Yan YuHan, Wu PengDa, Yin Yong, Guo PeiPei
Department of Geographic Information System, Chinese Academy of Surveying and mapping, Beijing, 100036, China.
School of Information Engineering, China University of Geosciences, Beijing, 100083, China.
Sci Rep. 2024 Dec 30;14(1):31616. doi: 10.1038/s41598-024-79812-2.

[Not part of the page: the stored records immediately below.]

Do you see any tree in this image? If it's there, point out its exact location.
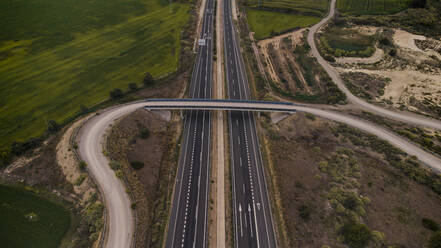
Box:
[110,89,124,99]
[142,72,155,86]
[129,83,138,91]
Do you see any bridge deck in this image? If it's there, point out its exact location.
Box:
[145,99,298,112]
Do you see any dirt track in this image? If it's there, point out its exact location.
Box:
[308,0,441,130]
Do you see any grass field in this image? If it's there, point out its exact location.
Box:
[337,0,412,15]
[245,0,329,39]
[320,25,375,57]
[246,8,320,40]
[0,185,70,248]
[0,0,191,148]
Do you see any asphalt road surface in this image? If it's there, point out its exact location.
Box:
[223,0,276,247]
[308,0,441,130]
[166,0,214,248]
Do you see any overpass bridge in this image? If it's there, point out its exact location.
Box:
[144,99,301,113]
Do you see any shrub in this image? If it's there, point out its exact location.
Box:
[142,72,155,86]
[340,222,372,248]
[139,128,150,139]
[428,231,441,248]
[372,231,385,244]
[74,173,86,186]
[129,83,138,91]
[109,160,121,170]
[299,205,311,220]
[130,161,144,170]
[78,161,87,170]
[342,194,360,210]
[421,218,439,232]
[110,89,124,99]
[47,120,60,133]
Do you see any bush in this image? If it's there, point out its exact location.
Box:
[139,128,150,139]
[340,223,372,248]
[130,161,144,170]
[129,83,138,91]
[78,161,87,170]
[74,173,86,186]
[299,205,311,220]
[110,89,124,99]
[109,160,121,170]
[142,72,155,86]
[47,120,60,133]
[0,149,11,168]
[421,218,439,232]
[428,231,441,248]
[342,194,360,210]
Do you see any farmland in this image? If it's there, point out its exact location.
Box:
[0,185,70,248]
[337,0,412,15]
[247,9,320,40]
[0,0,191,148]
[244,0,329,39]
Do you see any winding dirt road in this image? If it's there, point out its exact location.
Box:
[308,0,441,130]
[78,0,441,248]
[77,103,143,248]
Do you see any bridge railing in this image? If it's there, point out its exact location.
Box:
[145,98,295,106]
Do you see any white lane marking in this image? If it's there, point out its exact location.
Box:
[239,203,243,237]
[248,203,253,237]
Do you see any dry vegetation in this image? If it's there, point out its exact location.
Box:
[261,113,441,248]
[326,26,441,118]
[108,110,180,247]
[259,30,345,104]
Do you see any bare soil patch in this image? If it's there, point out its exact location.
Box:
[258,29,344,103]
[108,109,181,247]
[334,26,441,118]
[261,113,441,248]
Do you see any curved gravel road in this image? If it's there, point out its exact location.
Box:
[308,0,441,130]
[77,103,144,248]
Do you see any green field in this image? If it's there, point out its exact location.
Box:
[0,0,191,148]
[0,185,70,248]
[246,9,321,40]
[320,25,376,57]
[245,0,329,39]
[337,0,412,15]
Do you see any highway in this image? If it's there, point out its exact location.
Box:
[223,0,276,247]
[165,0,214,248]
[308,0,441,130]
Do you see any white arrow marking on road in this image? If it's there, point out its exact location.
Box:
[248,204,253,237]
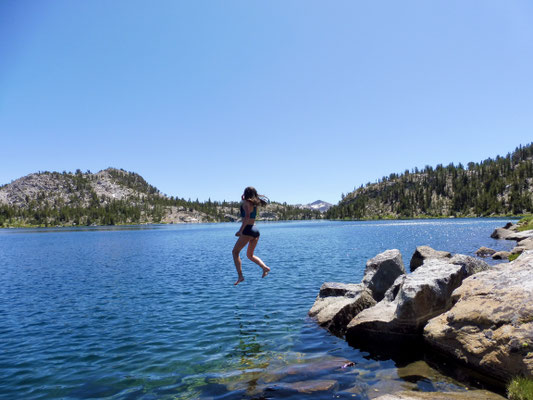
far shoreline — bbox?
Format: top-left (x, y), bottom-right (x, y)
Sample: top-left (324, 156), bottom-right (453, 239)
top-left (0, 214), bottom-right (526, 230)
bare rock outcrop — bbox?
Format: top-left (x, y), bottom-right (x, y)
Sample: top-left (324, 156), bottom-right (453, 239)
top-left (309, 282), bottom-right (376, 336)
top-left (492, 251), bottom-right (511, 260)
top-left (346, 259), bottom-right (465, 342)
top-left (424, 250), bottom-right (533, 381)
top-left (363, 249), bottom-right (405, 301)
top-left (309, 249), bottom-right (405, 336)
top-left (490, 222), bottom-right (533, 260)
top-left (409, 246), bottom-right (452, 272)
top-left (476, 246), bottom-right (496, 257)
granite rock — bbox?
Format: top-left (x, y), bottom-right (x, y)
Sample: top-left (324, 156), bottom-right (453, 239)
top-left (346, 259), bottom-right (465, 342)
top-left (424, 250), bottom-right (533, 382)
top-left (363, 249), bottom-right (405, 301)
top-left (409, 246), bottom-right (452, 272)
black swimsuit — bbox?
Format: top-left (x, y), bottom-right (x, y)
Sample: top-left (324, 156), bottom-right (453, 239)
top-left (241, 205), bottom-right (260, 238)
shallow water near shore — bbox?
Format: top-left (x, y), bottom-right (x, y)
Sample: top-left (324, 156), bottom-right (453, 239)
top-left (0, 219), bottom-right (514, 399)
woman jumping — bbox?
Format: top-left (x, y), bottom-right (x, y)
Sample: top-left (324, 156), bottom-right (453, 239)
top-left (233, 187), bottom-right (270, 285)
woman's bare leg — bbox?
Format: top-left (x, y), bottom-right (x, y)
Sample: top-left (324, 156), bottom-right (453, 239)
top-left (232, 236), bottom-right (251, 285)
top-left (246, 238), bottom-right (270, 278)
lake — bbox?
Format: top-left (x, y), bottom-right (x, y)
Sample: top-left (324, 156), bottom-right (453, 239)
top-left (0, 219), bottom-right (514, 399)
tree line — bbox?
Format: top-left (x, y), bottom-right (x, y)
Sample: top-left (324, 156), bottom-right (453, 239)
top-left (326, 144), bottom-right (533, 219)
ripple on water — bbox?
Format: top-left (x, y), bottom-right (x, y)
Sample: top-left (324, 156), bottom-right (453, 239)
top-left (0, 220), bottom-right (512, 399)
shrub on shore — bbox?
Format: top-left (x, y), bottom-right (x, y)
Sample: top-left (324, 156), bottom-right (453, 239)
top-left (507, 377), bottom-right (533, 400)
top-left (518, 215), bottom-right (533, 231)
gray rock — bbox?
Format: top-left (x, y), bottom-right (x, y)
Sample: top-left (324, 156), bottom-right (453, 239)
top-left (409, 246), bottom-right (452, 272)
top-left (511, 238), bottom-right (533, 254)
top-left (363, 249), bottom-right (405, 301)
top-left (476, 246), bottom-right (496, 257)
top-left (450, 254), bottom-right (490, 278)
top-left (492, 251), bottom-right (511, 260)
top-left (424, 250), bottom-right (533, 382)
top-left (346, 259), bottom-right (465, 342)
top-left (505, 229), bottom-right (533, 244)
top-left (309, 282), bottom-right (376, 336)
top-left (490, 225), bottom-right (514, 239)
top-left (318, 282), bottom-right (364, 297)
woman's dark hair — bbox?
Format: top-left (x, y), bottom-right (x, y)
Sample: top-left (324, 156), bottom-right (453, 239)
top-left (243, 186), bottom-right (267, 206)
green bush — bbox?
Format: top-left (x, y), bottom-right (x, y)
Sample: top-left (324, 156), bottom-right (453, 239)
top-left (518, 215), bottom-right (533, 231)
top-left (507, 377), bottom-right (533, 400)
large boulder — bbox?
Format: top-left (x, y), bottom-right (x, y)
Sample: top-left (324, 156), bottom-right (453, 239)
top-left (490, 225), bottom-right (515, 239)
top-left (309, 282), bottom-right (376, 336)
top-left (511, 237), bottom-right (533, 254)
top-left (476, 246), bottom-right (496, 257)
top-left (363, 249), bottom-right (405, 301)
top-left (424, 250), bottom-right (533, 381)
top-left (409, 246), bottom-right (452, 272)
top-left (492, 251), bottom-right (511, 260)
top-left (346, 259), bottom-right (465, 343)
top-left (506, 229), bottom-right (533, 245)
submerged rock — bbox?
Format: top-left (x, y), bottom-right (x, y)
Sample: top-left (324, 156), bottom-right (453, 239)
top-left (424, 250), bottom-right (533, 382)
top-left (374, 390), bottom-right (505, 400)
top-left (409, 246), bottom-right (452, 272)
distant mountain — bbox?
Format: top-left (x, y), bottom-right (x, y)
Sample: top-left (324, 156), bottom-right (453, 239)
top-left (326, 144), bottom-right (533, 219)
top-left (0, 168), bottom-right (320, 227)
top-left (295, 200), bottom-right (333, 212)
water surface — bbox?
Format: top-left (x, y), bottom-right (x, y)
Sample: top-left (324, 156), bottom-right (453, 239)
top-left (0, 219), bottom-right (514, 399)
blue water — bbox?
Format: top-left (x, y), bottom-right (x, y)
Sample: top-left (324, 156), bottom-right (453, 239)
top-left (0, 219), bottom-right (514, 399)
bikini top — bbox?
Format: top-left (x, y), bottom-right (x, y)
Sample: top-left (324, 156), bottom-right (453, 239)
top-left (241, 204), bottom-right (257, 219)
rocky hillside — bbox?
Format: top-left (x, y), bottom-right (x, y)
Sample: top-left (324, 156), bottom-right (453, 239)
top-left (326, 144), bottom-right (533, 219)
top-left (0, 168), bottom-right (319, 227)
top-left (296, 200), bottom-right (333, 212)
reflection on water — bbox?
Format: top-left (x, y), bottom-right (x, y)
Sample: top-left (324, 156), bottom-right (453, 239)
top-left (0, 220), bottom-right (513, 399)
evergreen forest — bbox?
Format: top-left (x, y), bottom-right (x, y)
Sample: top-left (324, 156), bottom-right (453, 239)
top-left (326, 143), bottom-right (533, 219)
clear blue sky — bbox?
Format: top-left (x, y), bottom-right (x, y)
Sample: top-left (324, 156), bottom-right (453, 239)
top-left (0, 0), bottom-right (533, 203)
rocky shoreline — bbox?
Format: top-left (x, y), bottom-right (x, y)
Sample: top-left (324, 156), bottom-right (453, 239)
top-left (309, 223), bottom-right (533, 400)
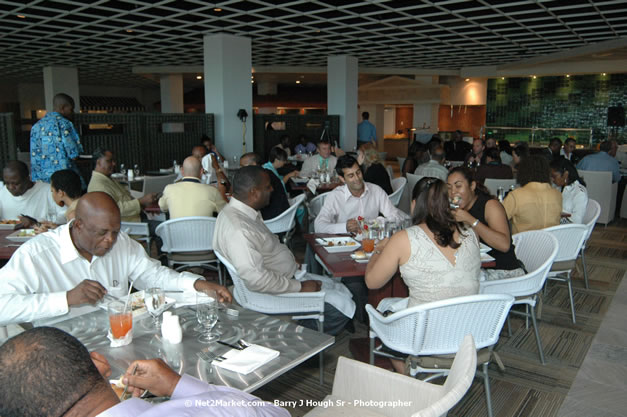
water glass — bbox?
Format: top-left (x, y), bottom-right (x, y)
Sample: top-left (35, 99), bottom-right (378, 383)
top-left (196, 290), bottom-right (220, 343)
top-left (144, 287), bottom-right (165, 329)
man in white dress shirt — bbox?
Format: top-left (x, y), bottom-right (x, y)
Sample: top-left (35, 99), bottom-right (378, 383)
top-left (0, 327), bottom-right (290, 417)
top-left (0, 161), bottom-right (65, 227)
top-left (314, 155), bottom-right (409, 233)
top-left (300, 139), bottom-right (337, 176)
top-left (213, 166), bottom-right (355, 335)
top-left (0, 192), bottom-right (231, 326)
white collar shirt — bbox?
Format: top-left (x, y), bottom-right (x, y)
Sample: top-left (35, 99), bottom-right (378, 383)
top-left (314, 182), bottom-right (409, 233)
top-left (0, 223), bottom-right (201, 326)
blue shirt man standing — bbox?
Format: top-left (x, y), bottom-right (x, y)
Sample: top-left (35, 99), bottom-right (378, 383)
top-left (30, 93), bottom-right (83, 183)
top-left (357, 111), bottom-right (377, 148)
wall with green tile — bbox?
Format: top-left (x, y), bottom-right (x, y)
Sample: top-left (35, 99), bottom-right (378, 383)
top-left (486, 74), bottom-right (627, 143)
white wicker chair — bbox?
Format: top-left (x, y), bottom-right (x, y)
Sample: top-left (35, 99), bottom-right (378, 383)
top-left (483, 178), bottom-right (516, 195)
top-left (305, 335), bottom-right (477, 417)
top-left (479, 230), bottom-right (558, 365)
top-left (156, 216), bottom-right (224, 285)
top-left (263, 194), bottom-right (305, 244)
top-left (542, 224), bottom-right (588, 323)
top-left (307, 193), bottom-right (329, 233)
top-left (580, 200), bottom-right (604, 288)
top-left (388, 177), bottom-right (407, 207)
top-left (120, 222), bottom-right (151, 252)
top-left (215, 251), bottom-right (325, 385)
top-left (366, 294), bottom-right (514, 416)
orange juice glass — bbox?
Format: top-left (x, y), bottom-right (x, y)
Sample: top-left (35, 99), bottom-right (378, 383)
top-left (108, 301), bottom-right (133, 339)
top-left (361, 239), bottom-right (374, 253)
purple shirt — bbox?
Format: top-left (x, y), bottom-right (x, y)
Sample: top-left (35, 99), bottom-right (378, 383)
top-left (98, 374), bottom-right (290, 417)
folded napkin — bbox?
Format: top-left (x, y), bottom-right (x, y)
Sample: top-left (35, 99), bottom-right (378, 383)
top-left (214, 345), bottom-right (279, 375)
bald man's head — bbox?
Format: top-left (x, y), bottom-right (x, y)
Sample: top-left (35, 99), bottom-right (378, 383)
top-left (181, 156), bottom-right (202, 178)
top-left (71, 192), bottom-right (120, 261)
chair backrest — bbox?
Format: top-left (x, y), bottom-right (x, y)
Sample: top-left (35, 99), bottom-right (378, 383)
top-left (263, 194), bottom-right (305, 233)
top-left (411, 334), bottom-right (477, 417)
top-left (120, 222), bottom-right (150, 236)
top-left (388, 174), bottom-right (413, 207)
top-left (155, 216), bottom-right (216, 253)
top-left (579, 170), bottom-right (618, 224)
top-left (366, 294), bottom-right (514, 355)
top-left (143, 173), bottom-right (178, 195)
top-left (214, 251), bottom-right (325, 314)
top-left (583, 198), bottom-right (600, 240)
top-left (483, 178), bottom-right (516, 195)
top-left (542, 224), bottom-right (588, 262)
top-left (479, 230), bottom-right (559, 297)
top-left (309, 193), bottom-right (328, 219)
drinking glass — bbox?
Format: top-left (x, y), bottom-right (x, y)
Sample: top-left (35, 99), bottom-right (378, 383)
top-left (144, 288), bottom-right (165, 329)
top-left (196, 290), bottom-right (219, 343)
top-left (107, 300), bottom-right (133, 339)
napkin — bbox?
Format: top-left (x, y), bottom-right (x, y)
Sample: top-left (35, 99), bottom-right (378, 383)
top-left (107, 329), bottom-right (133, 347)
top-left (307, 178), bottom-right (320, 195)
top-left (214, 345), bottom-right (279, 375)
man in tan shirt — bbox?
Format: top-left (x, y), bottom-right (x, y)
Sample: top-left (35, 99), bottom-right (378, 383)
top-left (87, 149), bottom-right (157, 222)
top-left (213, 166), bottom-right (355, 335)
top-left (159, 156), bottom-right (226, 219)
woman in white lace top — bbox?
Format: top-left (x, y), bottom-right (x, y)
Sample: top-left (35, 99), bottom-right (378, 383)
top-left (365, 178), bottom-right (481, 372)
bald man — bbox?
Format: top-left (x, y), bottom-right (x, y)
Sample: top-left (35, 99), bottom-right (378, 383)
top-left (159, 156), bottom-right (226, 219)
top-left (0, 192), bottom-right (231, 326)
top-left (30, 93), bottom-right (85, 187)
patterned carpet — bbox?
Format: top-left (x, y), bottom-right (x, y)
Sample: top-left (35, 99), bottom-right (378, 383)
top-left (254, 220), bottom-right (627, 417)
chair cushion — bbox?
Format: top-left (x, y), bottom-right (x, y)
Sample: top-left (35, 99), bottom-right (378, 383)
top-left (305, 395), bottom-right (386, 417)
top-left (551, 259), bottom-right (577, 272)
top-left (168, 251), bottom-right (218, 262)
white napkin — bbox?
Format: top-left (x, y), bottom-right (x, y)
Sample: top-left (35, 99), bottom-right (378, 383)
top-left (214, 345), bottom-right (280, 375)
top-left (307, 178), bottom-right (320, 195)
top-left (107, 328), bottom-right (133, 347)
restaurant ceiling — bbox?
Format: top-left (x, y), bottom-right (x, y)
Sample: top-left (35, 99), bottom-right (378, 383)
top-left (0, 0), bottom-right (627, 86)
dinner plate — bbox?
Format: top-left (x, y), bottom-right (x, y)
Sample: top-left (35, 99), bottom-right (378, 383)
top-left (7, 229), bottom-right (37, 242)
top-left (316, 236), bottom-right (361, 253)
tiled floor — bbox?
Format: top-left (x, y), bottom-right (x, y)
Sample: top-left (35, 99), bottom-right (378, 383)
top-left (558, 270), bottom-right (627, 417)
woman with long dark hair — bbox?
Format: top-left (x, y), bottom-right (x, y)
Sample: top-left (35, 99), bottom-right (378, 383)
top-left (551, 158), bottom-right (588, 224)
top-left (448, 167), bottom-right (525, 280)
top-left (365, 177), bottom-right (481, 373)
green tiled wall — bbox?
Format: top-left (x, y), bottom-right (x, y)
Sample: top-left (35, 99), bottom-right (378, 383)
top-left (486, 74), bottom-right (627, 143)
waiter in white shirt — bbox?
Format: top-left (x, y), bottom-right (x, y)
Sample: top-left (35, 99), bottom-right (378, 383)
top-left (0, 192), bottom-right (232, 326)
top-left (314, 155), bottom-right (409, 233)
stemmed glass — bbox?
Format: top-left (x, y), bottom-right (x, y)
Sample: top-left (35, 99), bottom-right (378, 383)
top-left (196, 290), bottom-right (219, 343)
top-left (144, 287), bottom-right (165, 329)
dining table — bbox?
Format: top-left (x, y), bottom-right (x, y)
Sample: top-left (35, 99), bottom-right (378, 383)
top-left (52, 305), bottom-right (335, 392)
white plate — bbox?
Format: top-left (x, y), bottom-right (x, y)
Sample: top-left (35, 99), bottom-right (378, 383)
top-left (351, 252), bottom-right (372, 264)
top-left (7, 229), bottom-right (37, 242)
top-left (316, 236), bottom-right (361, 253)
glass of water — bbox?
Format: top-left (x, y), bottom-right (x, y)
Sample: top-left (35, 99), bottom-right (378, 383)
top-left (196, 290), bottom-right (220, 343)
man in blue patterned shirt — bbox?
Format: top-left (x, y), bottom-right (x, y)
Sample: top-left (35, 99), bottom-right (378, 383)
top-left (30, 93), bottom-right (83, 183)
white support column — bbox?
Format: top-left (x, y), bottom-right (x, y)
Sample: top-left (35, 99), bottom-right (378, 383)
top-left (203, 33), bottom-right (253, 158)
top-left (160, 74), bottom-right (185, 132)
top-left (44, 66), bottom-right (81, 112)
top-left (327, 55), bottom-right (359, 150)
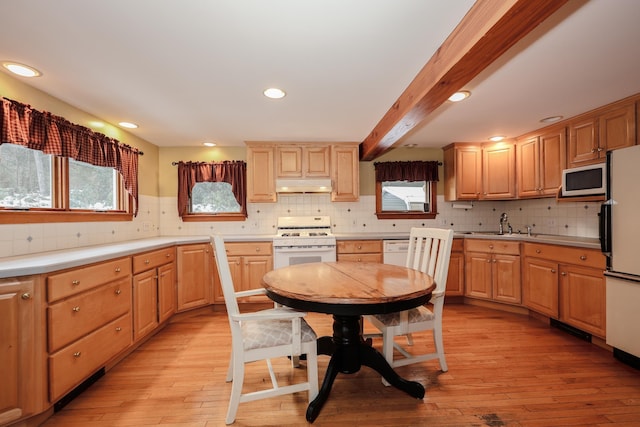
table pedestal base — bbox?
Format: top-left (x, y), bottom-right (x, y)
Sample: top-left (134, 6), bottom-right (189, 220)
top-left (307, 315), bottom-right (424, 422)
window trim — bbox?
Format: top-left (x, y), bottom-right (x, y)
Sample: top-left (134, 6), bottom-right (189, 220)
top-left (376, 181), bottom-right (438, 219)
top-left (0, 156), bottom-right (134, 224)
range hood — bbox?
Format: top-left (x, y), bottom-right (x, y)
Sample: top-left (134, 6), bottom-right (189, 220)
top-left (276, 178), bottom-right (331, 193)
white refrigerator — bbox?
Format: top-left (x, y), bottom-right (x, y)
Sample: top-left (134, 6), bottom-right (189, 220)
top-left (600, 146), bottom-right (640, 364)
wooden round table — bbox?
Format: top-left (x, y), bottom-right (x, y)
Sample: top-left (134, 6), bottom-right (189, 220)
top-left (262, 261), bottom-right (435, 422)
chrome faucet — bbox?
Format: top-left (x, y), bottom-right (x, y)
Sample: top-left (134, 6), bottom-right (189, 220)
top-left (498, 212), bottom-right (509, 235)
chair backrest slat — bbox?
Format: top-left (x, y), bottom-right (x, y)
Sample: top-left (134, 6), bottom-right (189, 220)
top-left (211, 234), bottom-right (240, 316)
top-left (405, 227), bottom-right (453, 291)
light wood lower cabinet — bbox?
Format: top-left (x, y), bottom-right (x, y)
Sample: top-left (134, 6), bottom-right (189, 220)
top-left (177, 243), bottom-right (213, 311)
top-left (446, 239), bottom-right (464, 296)
top-left (47, 257), bottom-right (132, 403)
top-left (465, 239), bottom-right (522, 304)
top-left (336, 240), bottom-right (383, 262)
top-left (216, 242), bottom-right (273, 302)
top-left (133, 247), bottom-right (177, 341)
top-left (523, 243), bottom-right (606, 338)
top-left (0, 276), bottom-right (48, 425)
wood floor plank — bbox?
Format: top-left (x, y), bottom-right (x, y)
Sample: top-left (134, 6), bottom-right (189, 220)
top-left (44, 304), bottom-right (640, 427)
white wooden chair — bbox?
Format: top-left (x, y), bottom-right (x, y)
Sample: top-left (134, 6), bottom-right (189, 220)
top-left (366, 228), bottom-right (453, 385)
top-left (211, 235), bottom-right (318, 424)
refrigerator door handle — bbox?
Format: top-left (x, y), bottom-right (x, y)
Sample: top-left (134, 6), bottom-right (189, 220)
top-left (599, 202), bottom-right (612, 257)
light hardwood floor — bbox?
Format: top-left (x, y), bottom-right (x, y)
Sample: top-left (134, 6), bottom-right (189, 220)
top-left (44, 304), bottom-right (640, 427)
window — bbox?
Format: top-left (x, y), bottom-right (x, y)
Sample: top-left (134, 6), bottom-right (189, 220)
top-left (374, 161), bottom-right (438, 219)
top-left (190, 182), bottom-right (242, 214)
top-left (176, 161), bottom-right (247, 221)
top-left (0, 144), bottom-right (132, 223)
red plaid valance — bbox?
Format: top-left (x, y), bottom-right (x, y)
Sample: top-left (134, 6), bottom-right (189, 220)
top-left (0, 98), bottom-right (140, 215)
top-left (178, 161), bottom-right (247, 218)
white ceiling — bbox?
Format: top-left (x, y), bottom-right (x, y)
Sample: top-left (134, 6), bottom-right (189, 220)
top-left (0, 0), bottom-right (640, 154)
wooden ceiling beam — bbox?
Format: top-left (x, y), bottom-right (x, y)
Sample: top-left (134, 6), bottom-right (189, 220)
top-left (360, 0), bottom-right (568, 161)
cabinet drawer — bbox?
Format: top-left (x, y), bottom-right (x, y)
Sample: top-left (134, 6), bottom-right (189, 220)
top-left (338, 254), bottom-right (382, 262)
top-left (224, 242), bottom-right (273, 256)
top-left (337, 240), bottom-right (382, 254)
top-left (524, 243), bottom-right (607, 270)
top-left (49, 313), bottom-right (131, 402)
top-left (47, 257), bottom-right (131, 302)
top-left (133, 247), bottom-right (176, 274)
top-left (464, 239), bottom-right (520, 255)
top-left (47, 278), bottom-right (131, 353)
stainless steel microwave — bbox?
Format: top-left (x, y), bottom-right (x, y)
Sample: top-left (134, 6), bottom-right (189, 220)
top-left (562, 163), bottom-right (607, 197)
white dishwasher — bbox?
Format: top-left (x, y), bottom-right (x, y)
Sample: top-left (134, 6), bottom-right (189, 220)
top-left (382, 240), bottom-right (409, 266)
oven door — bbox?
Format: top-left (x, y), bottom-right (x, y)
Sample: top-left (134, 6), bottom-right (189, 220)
top-left (273, 245), bottom-right (336, 270)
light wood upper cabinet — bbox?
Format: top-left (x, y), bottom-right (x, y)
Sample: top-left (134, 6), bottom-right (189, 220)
top-left (247, 143), bottom-right (277, 203)
top-left (0, 276), bottom-right (47, 425)
top-left (331, 143), bottom-right (360, 202)
top-left (516, 126), bottom-right (567, 198)
top-left (568, 103), bottom-right (636, 167)
top-left (481, 142), bottom-right (516, 200)
top-left (276, 144), bottom-right (331, 178)
top-left (444, 142), bottom-right (516, 200)
top-left (444, 144), bottom-right (482, 200)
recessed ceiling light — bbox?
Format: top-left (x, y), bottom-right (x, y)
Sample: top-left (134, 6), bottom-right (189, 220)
top-left (262, 87), bottom-right (286, 99)
top-left (2, 62), bottom-right (42, 77)
top-left (449, 90), bottom-right (471, 102)
top-left (540, 116), bottom-right (564, 123)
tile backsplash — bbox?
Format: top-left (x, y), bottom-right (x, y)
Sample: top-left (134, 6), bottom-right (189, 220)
top-left (0, 194), bottom-right (600, 257)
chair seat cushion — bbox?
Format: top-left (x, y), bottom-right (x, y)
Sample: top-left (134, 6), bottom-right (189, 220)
top-left (241, 319), bottom-right (317, 350)
top-left (374, 305), bottom-right (434, 326)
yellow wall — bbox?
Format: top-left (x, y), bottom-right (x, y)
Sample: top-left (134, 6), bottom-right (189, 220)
top-left (0, 72), bottom-right (158, 196)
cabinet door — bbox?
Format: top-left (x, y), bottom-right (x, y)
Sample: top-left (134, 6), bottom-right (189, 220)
top-left (568, 117), bottom-right (599, 167)
top-left (331, 144), bottom-right (360, 202)
top-left (247, 146), bottom-right (277, 203)
top-left (522, 258), bottom-right (559, 319)
top-left (276, 145), bottom-right (302, 178)
top-left (491, 254), bottom-right (522, 304)
top-left (302, 145), bottom-right (331, 178)
top-left (482, 143), bottom-right (516, 199)
top-left (465, 252), bottom-right (492, 298)
top-left (516, 136), bottom-right (540, 197)
top-left (598, 104), bottom-right (636, 153)
top-left (446, 252), bottom-right (464, 296)
top-left (0, 279), bottom-right (46, 425)
top-left (539, 127), bottom-right (567, 197)
top-left (560, 265), bottom-right (606, 338)
top-left (242, 255), bottom-right (273, 302)
top-left (455, 147), bottom-right (482, 200)
top-left (158, 263), bottom-right (176, 323)
top-left (177, 244), bottom-right (213, 311)
top-left (133, 269), bottom-right (158, 341)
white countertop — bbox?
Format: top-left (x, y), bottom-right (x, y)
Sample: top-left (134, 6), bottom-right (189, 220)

Geographic entity matching is an important means for multi-source spatial data fusion and information association and sharing. Corresponding matching methods have been designed by existing studies for different types of entity data characteristics, such as line and area. However, these approaches are often limited in the generalization ability for matching heterogeneous data from multiple sources and the accuracy for complex pattern matching. To resolve these problems, robust multi-source geographic entities matching by maximizing geometric and semantic similarity is proposed. First, the entire entity is segmented based on shape features, and the partitioned feature segments are extracted as matching primitives; Second, feature segments are grouped into patterns, encompassing three major categories and fourteen subcategories; Following this, pattern matching is performed based on spatial similarity metric such as maximum projection distance, etc.; Finally, the spatial matches are detected and refined through semantic similarity calculation. The proposed method is tested using two datasets from regions in southeast and northwest China. The experimental results demonstrate that our method can be effectively applied to both area and line entity matching with strong generalization and application capability and significantly improved matching accuracy. Specifically, nine feature segment matching patterns for matching area entities and six for line entities are utilized, and the precision and recall are nearly 90%.
地理实体匹配是多源空间数据融合、信息关联与共享的重要手段。现有研究针对不同类型的实体数据特征(如线和区域)设计了相应的匹配方法。然而,这些方法在匹配多源异构数据的泛化能力以及复杂模式匹配的准确性方面往往存在局限。为解决这些问题,提出了通过最大化几何和语义相似度进行稳健的多源地理实体匹配方法。首先,基于形状特征对整个实体进行分割,并提取分割后的特征片段作为匹配基元;其次,将特征片段分组为模式,包括三大类和十四个子类;接着,基于最大投影距离等空间相似性度量进行模式匹配;最后,通过语义相似度计算检测并优化空间匹配。使用来自中国东南部和西北部地区的两个数据集对所提方法进行了测试。实验结果表明,我们的方法能够有效应用于区域和线状实体匹配,具有很强的泛化和应用能力,且匹配精度显著提高。具体而言,利用了九个用于区域实体匹配的特征片段匹配模式和六个用于线状实体匹配的模式,精确率和召回率接近90%。